In the early years the Golden Globe awards were a less formal affair than they are today, when they are celebrated in the International Ballroom of the Beverly Hilton Hotel since 1974. In 1947, 1948 and 1949 the Globes were held at the Hollywood Roosevelt Hotel, and in 1951 and 1952 at Ciro’s, a popular nightclub at 8433 Sunset Blvd. on the Strip.
The HFPA (Hollywood Foreign Press Association) recently acquired for its Archives a collection of historical photographs that Jim Buhr took for the HFCA, documenting not only the1952 Golden Globes, on February 21, but also several press luncheons, that took place at Ciro’s in 1952, where HFCA members interviewed movie stars like Barbara Stanwyck and Tony Curtis, or presented the Cine-Revue Awards to outstanding personalities in the motion picture industry, like Doris Day.
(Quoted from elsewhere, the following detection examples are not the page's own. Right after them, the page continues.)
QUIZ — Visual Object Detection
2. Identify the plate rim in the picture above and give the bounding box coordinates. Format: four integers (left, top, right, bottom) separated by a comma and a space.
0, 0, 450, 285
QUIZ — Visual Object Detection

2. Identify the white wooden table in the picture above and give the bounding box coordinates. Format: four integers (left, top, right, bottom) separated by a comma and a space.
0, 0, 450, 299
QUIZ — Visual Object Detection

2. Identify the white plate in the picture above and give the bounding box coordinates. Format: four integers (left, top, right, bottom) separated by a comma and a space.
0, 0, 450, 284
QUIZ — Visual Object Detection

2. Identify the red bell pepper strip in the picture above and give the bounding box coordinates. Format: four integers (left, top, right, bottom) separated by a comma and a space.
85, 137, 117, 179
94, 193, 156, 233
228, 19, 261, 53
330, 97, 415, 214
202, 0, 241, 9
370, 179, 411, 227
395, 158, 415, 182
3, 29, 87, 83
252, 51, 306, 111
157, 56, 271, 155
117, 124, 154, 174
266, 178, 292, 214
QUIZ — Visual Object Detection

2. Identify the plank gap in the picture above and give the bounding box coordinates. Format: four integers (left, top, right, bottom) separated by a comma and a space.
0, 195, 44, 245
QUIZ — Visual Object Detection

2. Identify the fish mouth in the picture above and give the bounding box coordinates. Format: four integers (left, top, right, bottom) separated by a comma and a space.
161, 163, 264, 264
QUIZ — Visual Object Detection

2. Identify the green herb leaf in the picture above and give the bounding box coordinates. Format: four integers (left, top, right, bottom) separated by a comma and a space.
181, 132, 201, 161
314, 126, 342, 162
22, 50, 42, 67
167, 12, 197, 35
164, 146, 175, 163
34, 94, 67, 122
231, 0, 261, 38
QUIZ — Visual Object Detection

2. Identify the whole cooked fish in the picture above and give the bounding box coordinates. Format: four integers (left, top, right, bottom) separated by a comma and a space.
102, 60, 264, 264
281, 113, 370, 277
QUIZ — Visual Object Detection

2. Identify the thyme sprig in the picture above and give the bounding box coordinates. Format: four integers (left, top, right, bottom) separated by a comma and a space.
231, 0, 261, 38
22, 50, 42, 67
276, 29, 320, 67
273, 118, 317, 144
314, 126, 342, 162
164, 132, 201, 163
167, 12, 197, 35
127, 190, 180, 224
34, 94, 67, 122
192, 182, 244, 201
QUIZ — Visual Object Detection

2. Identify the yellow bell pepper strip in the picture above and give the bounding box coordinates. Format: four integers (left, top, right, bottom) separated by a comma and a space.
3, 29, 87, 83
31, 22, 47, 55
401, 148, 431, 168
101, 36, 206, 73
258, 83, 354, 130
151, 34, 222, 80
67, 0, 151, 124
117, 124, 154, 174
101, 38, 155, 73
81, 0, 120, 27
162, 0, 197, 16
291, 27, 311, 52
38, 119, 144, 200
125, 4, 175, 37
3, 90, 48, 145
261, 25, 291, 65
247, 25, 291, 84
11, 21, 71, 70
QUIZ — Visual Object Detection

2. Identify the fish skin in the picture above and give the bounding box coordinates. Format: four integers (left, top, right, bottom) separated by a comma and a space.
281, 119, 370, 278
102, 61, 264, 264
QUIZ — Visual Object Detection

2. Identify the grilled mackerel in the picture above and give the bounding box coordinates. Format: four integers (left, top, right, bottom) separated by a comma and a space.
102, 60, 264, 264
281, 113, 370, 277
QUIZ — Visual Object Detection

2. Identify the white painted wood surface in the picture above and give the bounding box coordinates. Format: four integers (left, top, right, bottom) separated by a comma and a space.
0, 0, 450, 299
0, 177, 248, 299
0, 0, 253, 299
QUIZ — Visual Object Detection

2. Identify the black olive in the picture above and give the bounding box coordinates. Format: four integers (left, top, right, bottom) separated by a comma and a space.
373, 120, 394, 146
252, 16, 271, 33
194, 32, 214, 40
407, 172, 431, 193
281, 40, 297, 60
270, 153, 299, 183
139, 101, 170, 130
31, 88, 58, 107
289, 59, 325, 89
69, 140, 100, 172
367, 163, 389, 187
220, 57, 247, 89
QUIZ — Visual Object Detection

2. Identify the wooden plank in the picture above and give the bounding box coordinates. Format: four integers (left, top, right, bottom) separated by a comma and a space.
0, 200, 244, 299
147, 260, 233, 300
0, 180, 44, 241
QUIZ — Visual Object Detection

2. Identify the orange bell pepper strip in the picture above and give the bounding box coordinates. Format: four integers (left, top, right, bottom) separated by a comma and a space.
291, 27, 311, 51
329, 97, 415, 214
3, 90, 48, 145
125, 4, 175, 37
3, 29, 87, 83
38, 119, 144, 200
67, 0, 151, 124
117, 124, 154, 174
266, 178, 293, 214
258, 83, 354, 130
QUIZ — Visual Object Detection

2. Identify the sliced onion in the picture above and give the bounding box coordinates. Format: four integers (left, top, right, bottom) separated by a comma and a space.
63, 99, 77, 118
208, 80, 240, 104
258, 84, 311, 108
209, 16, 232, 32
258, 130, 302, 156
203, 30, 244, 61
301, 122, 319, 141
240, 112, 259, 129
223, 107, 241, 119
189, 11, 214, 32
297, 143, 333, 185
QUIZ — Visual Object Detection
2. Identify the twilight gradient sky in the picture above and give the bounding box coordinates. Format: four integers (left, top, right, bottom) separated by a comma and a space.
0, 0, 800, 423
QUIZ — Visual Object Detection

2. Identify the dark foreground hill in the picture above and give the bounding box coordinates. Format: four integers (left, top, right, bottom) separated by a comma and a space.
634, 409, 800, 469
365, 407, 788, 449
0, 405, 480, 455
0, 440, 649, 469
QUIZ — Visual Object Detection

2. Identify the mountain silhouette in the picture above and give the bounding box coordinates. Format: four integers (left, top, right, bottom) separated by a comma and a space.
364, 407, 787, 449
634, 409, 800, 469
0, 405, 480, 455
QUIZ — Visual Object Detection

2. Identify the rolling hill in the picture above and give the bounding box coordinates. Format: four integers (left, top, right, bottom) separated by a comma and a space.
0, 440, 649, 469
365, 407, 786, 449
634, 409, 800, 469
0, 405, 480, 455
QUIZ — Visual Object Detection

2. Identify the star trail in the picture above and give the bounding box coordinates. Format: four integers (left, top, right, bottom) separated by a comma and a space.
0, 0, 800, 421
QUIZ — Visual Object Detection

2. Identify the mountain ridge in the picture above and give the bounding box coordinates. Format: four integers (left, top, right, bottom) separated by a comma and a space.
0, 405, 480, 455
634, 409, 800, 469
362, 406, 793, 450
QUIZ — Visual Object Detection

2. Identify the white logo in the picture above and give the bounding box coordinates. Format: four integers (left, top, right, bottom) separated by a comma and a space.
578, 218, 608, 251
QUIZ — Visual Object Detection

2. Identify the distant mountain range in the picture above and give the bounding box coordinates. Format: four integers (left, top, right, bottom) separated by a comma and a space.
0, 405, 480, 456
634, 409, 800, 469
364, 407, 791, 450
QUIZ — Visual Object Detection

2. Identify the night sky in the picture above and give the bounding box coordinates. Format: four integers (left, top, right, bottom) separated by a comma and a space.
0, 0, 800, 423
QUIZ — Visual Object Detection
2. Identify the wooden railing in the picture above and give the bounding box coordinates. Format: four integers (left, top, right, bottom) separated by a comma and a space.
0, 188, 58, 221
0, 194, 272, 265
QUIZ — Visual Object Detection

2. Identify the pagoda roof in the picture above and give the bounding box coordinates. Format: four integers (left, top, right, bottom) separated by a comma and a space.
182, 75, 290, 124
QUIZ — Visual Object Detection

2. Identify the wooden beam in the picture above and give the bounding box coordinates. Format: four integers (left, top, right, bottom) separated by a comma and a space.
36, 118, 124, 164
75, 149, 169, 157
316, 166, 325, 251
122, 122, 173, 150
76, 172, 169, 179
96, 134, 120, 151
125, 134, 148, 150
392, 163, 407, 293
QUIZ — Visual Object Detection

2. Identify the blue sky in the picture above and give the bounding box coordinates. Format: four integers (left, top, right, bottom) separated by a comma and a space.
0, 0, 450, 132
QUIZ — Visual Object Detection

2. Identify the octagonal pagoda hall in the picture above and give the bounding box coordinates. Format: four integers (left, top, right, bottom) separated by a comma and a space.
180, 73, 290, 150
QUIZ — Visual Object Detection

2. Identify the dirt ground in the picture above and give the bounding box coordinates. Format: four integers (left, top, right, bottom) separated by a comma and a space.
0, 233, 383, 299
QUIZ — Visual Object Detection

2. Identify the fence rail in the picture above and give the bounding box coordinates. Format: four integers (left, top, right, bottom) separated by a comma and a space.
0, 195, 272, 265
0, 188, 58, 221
One of these events was organized by the AAUN (American Association of the United Nations) on June 12, 1952, to honor the HFCA (Hollywood Foreign Correspondents Association) and their President, Dianne Carrere; among the celebrities in attendance were Van Heflin and Ida Lupino.
In 1952 a special award was instituted and named after Cecil B. deMille, “for extraordinary achievements in the Motion Picture Industry,” with the director himself as its first recipient. Dick Powell served as Master of Ceremonies, Corinne Calvert was Miss Golden Globe, Ronald Reagan, then President of the Screen Actors Guild, delivered the presentation speech. In a thank you letter after the event, deMille wrote, “The spirit of good will and good humor which was shown throughout the evening speaks well for the warm international relationship enjoyed in our industry.”
Best Actor in a drama was Frederich March for Death of a Salesman, Best Actress Jane Wyman for The Blue Veil. Danny Kaye and June Allyson won as Best Actor and Actress in a comedy or musical.
1952 was also the year when the Golden Globe trophy changed shape, from a mirrored globe representing the world on a cylindrical pedestal to a redesigned globe encircled by a film strip, mounted on a column of white Italian marble.